What's more, not all the parties to the negotiations feel such a high degree of left-wing solidarity. Brazilian President Luiz Inacio Lula da Silva may be a leftist himself, but he views Chavez's more radical "21st-century socialism" with a dose of skepticism and concern. It is quite possible that the nationalization may have enhanced the bargaining position of Morales who told TIME before his January inauguration that "the foreign companies have to be subordinate to the Bolivian people." But Mares and other experts warn that the fact that Morales sent armed troops into the country's gas and oil fields this week and that he brought in auditors from Venezuela's state-run oil monopoly, Petroleos de Venezuela, to seize and examine the books of the foreign energy firms operating in Bolivia may not have been the most tactful thing to do before sitting down with Brazil and Argentina.
The Bush Administration has long argued that Chavez is a would-be dictator in the mold of Fidel Castro and a threat to hemispheric stability. But if Chavez can use his combination of financial clout and pan-Latin charisma to keep the Puerto Iguazu parties united, it would undoubtedly help raise his standing from an anti-U.S. firebrand to the sort of regional coalition-builder Latin America has never had. Alex Main, a former international relations advisor to Chavez, concurs: "This is the first time we've seen a real challenge to the unity of the new Latin American left, and to keep it together through all this would be a great achievement for him. He's already gotten away with things" like thwarting President Bush's plans for a hemispheric free trade agreement "that no one thought possible from a Latin American leftist just a few years ago."
Bolivia's actions in many ways simply mirrored Chavez's very similar moves. Venezuela's oil industry was nationalized 30 years ago, but last month Chavez himself put the screws on foreign oil and gas firms operating in Venezuela by raising their taxes and royalties and forcing them to concede majority stakes in their projects to the government. Few plan to pull out of Venezuela, however, given the record profits they're earning there. And with crude prices at astronomical levels, Chavez has used his petro-largesse including programs to provide cash-strapped neighbors with cheaper access to Venezuelan oil and to build continent-wide pipelines for oil and natural gas to create what he hopes could someday be an E.U.-style economic partnership in Latin America (though analysts like Mares nevertheless call it a pipe dream at this point).
At the same time, leftists riding an angry anti-globalization wave in Latin America, where the gap between rich and poor has only widened in recent years, are winning elected office around the region at a remarkable pace. Another, Ollanta Humala, may win Peru's presidential election this month, and he too has pledged to drastically renegotiate his nation's contracts with foreign energy and mining companies.

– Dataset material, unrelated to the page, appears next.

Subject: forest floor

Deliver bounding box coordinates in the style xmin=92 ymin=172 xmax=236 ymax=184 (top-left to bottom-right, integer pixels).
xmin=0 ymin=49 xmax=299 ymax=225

Meanwhile, though the front-runner in this year's Mexican presidential race, former Mexico City mayor Andres Manuel Lopez Obrador, is more friendly to foreign investment than the likes of Chavez, he has also pledged to review certain aspects of the 12-year-old North American Free Trade Agreement (NAFTA).
As he walked into a Puerto Iguazu meeting on Thursday, Chavez remarked that Latin America has "been trying to integrate for 200 years and [the U.S.] has been trying to break us up for 200 years." It was typical Chavez bluster. But if he can prove his mediator mettle this week, he could make it much harder for anyone to thwart his hemispheric ambitions in the coming years.